The technique is very simple, when you call a leaf procedure with no stack frame, it enters the proc misaligned by 8 bytes. With pure mnemonic code, it does not matter but if you try and call other code, it fails due to the misalignment. Solution is simple, sub rsp by 8 bytes and in the leaf proc, set RET as "ret 8" and the leaf proc is aligned the same as the calling proc and you can make high level calls from within the leaf proc.
; ¤¤¤¤¤¤¤¤¤¤¤¤¤¤¤¤¤¤¤¤¤¤¤¤¤¤¤¤¤¤¤¤¤¤¤¤¤¤¤¤¤¤¤¤¤¤¤¤¤¤¤¤¤¤¤¤¤¤¤¤¤¤¤¤¤¤¤¤¤¤¤¤¤
include \masm32\include64\masm64rt.inc
.code
; ¤¤¤¤¤¤¤¤¤¤¤¤¤¤¤¤¤¤¤¤¤¤¤¤¤¤¤¤¤¤¤¤¤¤¤¤¤¤¤¤¤¤¤¤¤¤¤¤¤¤¤¤¤¤¤¤¤¤¤¤¤¤¤¤¤¤¤¤¤¤¤¤¤
STACKFRAME
entry_point proc
LOCAL ptxt :QWORD
sas ptxt, "This is a test of a new stack frame macro"

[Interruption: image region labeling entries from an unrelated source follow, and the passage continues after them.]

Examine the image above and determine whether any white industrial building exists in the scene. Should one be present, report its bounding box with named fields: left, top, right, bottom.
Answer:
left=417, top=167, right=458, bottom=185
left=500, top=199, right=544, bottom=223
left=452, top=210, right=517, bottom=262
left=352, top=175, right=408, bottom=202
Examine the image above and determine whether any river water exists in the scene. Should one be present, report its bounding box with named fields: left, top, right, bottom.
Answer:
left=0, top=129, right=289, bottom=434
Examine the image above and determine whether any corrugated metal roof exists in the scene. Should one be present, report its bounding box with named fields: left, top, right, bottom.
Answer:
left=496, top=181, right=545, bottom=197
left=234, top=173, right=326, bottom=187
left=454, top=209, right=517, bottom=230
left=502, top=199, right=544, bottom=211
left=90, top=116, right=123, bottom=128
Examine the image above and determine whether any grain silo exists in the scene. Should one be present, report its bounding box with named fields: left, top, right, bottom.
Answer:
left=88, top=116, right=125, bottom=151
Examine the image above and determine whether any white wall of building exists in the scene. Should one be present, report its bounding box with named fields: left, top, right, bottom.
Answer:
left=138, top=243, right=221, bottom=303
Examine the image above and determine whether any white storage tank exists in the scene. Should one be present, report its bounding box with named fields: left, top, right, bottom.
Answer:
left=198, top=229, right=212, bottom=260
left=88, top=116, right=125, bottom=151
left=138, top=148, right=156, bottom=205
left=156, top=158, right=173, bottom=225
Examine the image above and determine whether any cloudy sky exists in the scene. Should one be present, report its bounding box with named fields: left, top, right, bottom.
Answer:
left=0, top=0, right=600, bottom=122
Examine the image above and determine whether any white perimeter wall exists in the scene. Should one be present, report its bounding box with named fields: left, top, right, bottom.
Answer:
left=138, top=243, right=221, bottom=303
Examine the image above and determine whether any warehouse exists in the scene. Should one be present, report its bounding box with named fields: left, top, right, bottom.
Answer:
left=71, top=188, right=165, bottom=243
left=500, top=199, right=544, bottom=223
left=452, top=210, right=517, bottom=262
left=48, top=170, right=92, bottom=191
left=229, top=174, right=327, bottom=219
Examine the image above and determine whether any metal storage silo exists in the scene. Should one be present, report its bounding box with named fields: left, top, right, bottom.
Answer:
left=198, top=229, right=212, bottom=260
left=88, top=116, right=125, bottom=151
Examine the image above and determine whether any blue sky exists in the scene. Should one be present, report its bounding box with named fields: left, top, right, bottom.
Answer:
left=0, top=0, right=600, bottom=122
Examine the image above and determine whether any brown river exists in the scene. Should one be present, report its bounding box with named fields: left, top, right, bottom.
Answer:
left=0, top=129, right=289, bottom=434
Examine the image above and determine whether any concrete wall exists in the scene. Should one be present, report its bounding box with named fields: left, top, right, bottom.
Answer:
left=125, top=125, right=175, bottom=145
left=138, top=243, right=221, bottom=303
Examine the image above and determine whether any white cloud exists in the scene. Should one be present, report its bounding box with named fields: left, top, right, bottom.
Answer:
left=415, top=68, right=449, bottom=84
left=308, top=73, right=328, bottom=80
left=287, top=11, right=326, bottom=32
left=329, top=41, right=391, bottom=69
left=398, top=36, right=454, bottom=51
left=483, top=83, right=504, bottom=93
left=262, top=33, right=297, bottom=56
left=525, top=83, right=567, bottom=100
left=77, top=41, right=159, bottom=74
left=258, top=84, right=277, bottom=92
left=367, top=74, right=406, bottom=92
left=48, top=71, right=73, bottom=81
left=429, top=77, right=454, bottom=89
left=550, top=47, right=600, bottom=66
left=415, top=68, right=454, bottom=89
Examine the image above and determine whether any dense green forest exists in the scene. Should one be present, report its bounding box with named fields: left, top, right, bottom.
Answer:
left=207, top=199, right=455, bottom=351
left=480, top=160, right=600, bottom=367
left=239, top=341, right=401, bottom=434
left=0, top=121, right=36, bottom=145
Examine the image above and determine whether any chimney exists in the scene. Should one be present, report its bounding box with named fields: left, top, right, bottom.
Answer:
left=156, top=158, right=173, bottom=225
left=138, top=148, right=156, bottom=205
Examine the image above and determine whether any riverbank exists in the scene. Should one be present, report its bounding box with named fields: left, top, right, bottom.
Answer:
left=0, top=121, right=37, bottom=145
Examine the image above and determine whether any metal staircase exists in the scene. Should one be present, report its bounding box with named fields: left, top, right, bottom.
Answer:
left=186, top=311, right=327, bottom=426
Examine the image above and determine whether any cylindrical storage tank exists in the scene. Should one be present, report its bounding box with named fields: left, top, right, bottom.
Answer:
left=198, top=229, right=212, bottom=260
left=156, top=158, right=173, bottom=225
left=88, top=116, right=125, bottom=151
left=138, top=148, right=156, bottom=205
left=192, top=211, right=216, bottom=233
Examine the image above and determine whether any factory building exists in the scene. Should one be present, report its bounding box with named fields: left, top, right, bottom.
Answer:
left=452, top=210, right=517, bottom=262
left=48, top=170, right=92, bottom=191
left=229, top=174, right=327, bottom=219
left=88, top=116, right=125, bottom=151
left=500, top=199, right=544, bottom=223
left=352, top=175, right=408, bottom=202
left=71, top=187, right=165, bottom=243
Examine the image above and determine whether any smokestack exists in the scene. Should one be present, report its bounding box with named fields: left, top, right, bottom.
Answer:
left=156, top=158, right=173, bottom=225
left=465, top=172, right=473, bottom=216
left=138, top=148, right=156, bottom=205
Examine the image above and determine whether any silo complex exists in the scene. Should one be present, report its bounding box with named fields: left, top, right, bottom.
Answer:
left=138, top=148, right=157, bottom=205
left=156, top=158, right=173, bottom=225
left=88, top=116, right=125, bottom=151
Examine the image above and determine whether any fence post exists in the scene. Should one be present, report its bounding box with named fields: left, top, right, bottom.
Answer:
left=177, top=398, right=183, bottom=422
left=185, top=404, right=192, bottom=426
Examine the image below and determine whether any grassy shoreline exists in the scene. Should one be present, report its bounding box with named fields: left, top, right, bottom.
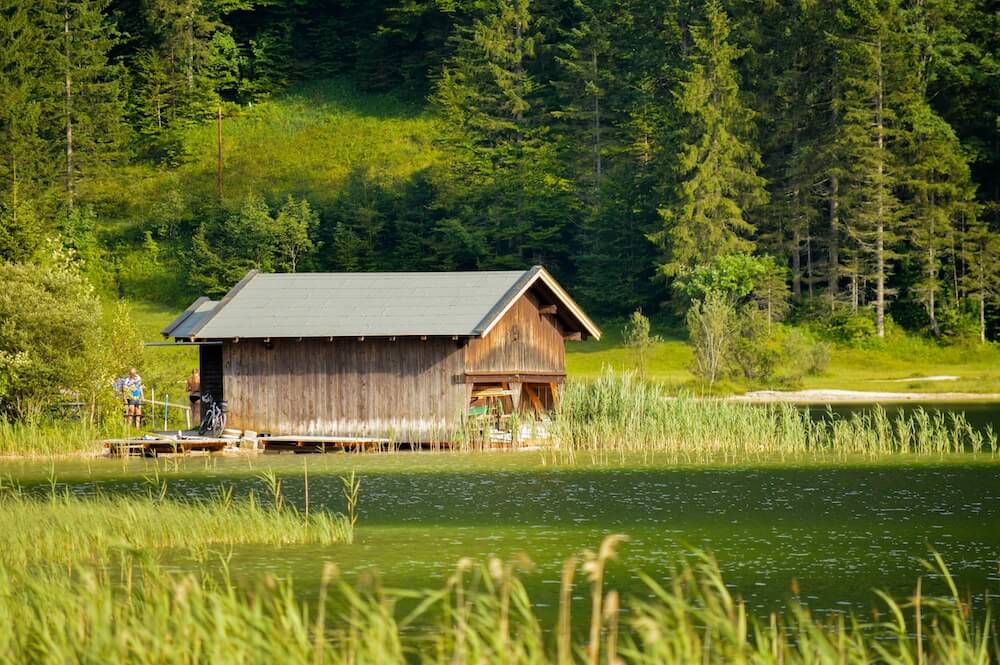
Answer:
left=0, top=536, right=1000, bottom=665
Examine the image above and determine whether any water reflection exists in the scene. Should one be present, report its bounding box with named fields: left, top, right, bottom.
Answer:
left=9, top=453, right=1000, bottom=612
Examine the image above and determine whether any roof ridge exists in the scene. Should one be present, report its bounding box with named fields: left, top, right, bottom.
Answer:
left=191, top=268, right=261, bottom=337
left=472, top=265, right=542, bottom=335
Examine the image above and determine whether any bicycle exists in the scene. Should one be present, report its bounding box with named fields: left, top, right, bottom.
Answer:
left=198, top=393, right=228, bottom=436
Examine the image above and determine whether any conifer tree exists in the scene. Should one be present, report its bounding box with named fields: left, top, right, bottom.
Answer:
left=653, top=0, right=767, bottom=276
left=433, top=0, right=569, bottom=267
left=42, top=0, right=128, bottom=212
left=834, top=0, right=900, bottom=337
left=0, top=0, right=57, bottom=217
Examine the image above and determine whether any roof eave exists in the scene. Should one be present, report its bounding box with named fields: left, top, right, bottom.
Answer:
left=473, top=266, right=602, bottom=340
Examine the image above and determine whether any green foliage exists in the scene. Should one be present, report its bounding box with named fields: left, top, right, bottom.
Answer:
left=622, top=309, right=661, bottom=377
left=0, top=0, right=1000, bottom=348
left=687, top=291, right=737, bottom=390
left=651, top=0, right=767, bottom=275
left=189, top=192, right=318, bottom=295
left=0, top=245, right=100, bottom=416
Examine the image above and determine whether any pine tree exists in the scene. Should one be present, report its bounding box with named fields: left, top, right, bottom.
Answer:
left=653, top=0, right=767, bottom=276
left=0, top=0, right=57, bottom=218
left=833, top=0, right=900, bottom=337
left=45, top=0, right=128, bottom=211
left=433, top=0, right=572, bottom=271
left=896, top=0, right=976, bottom=336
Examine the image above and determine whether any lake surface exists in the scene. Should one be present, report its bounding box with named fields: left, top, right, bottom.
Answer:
left=0, top=452, right=1000, bottom=615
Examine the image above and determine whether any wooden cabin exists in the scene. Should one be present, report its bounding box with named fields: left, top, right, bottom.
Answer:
left=162, top=266, right=601, bottom=443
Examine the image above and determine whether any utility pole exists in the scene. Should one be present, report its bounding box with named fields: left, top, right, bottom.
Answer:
left=215, top=102, right=222, bottom=204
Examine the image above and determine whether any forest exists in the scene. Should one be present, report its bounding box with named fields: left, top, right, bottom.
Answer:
left=0, top=0, right=1000, bottom=412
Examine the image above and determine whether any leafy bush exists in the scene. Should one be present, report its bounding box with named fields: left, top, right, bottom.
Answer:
left=0, top=249, right=142, bottom=417
left=778, top=328, right=830, bottom=384
left=729, top=307, right=782, bottom=382
left=622, top=309, right=661, bottom=377
left=687, top=291, right=737, bottom=390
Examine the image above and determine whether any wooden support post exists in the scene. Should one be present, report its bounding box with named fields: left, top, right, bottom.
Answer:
left=524, top=383, right=545, bottom=415
left=507, top=381, right=522, bottom=411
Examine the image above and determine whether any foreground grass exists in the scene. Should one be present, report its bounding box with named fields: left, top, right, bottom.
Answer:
left=0, top=536, right=988, bottom=665
left=0, top=478, right=354, bottom=569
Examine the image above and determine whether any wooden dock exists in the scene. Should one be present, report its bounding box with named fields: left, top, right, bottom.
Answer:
left=257, top=434, right=392, bottom=453
left=101, top=437, right=236, bottom=457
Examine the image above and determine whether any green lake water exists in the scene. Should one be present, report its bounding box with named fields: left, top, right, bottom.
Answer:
left=7, top=452, right=1000, bottom=614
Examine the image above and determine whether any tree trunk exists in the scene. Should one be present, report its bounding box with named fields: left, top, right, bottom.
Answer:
left=927, top=205, right=941, bottom=337
left=875, top=39, right=885, bottom=337
left=979, top=291, right=986, bottom=344
left=792, top=229, right=802, bottom=299
left=591, top=51, right=603, bottom=202
left=806, top=232, right=814, bottom=299
left=63, top=4, right=76, bottom=212
left=851, top=257, right=860, bottom=314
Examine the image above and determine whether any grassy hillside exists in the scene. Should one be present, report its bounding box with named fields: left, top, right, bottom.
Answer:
left=80, top=80, right=1000, bottom=398
left=566, top=322, right=1000, bottom=394
left=81, top=80, right=439, bottom=228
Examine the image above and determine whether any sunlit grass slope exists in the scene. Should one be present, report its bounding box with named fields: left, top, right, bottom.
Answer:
left=85, top=80, right=438, bottom=230
left=566, top=323, right=1000, bottom=394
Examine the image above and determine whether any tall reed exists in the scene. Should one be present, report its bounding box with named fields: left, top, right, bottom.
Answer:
left=0, top=477, right=354, bottom=567
left=551, top=371, right=998, bottom=462
left=0, top=540, right=988, bottom=665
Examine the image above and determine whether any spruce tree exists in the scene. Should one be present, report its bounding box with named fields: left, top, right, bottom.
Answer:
left=0, top=0, right=58, bottom=215
left=433, top=0, right=571, bottom=270
left=652, top=0, right=767, bottom=276
left=833, top=0, right=900, bottom=337
left=41, top=0, right=128, bottom=212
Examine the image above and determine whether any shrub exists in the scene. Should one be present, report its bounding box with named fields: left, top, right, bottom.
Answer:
left=687, top=291, right=736, bottom=390
left=622, top=309, right=661, bottom=376
left=729, top=306, right=782, bottom=381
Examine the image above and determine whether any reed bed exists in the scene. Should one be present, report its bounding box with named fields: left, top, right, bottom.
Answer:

rcall MessageBox,0," RSP Before",str$(rsp),0
sub rsp, 8
rcall testproc,ptxt
rcall MessageBox,0," RSP After",str$(rsp),0
rcall ExitProcess,0
ret
entry_point endp
; ¤¤¤¤¤¤¤¤¤¤¤¤¤¤¤¤¤¤¤¤¤¤¤¤¤¤¤¤¤¤¤¤¤¤¤¤¤¤¤¤¤¤¤¤¤¤¤¤¤¤¤¤¤¤¤¤¤¤¤¤¤¤¤¤¤¤¤¤¤¤¤¤¤
NOSTACKFRAME
testproc proc
rcall MessageBox,0,rcx,"Title",0
ret 8
testproc endp
STACKFRAME
; ¤¤¤¤¤¤¤¤¤¤¤¤¤¤¤¤¤¤¤¤¤¤¤¤¤¤¤¤¤¤¤¤¤¤¤¤¤¤¤¤¤¤¤¤¤¤¤¤¤¤¤¤¤¤¤¤¤¤¤¤¤¤¤¤¤¤¤¤¤¤¤¤¤
end
I think it's better to always assume RSP is misaligned on any proc entry and adjust RSP within the proc. Using SUB RSP,8 and RET 8 seems counter-intuitive and means there are now two places to remember to add code.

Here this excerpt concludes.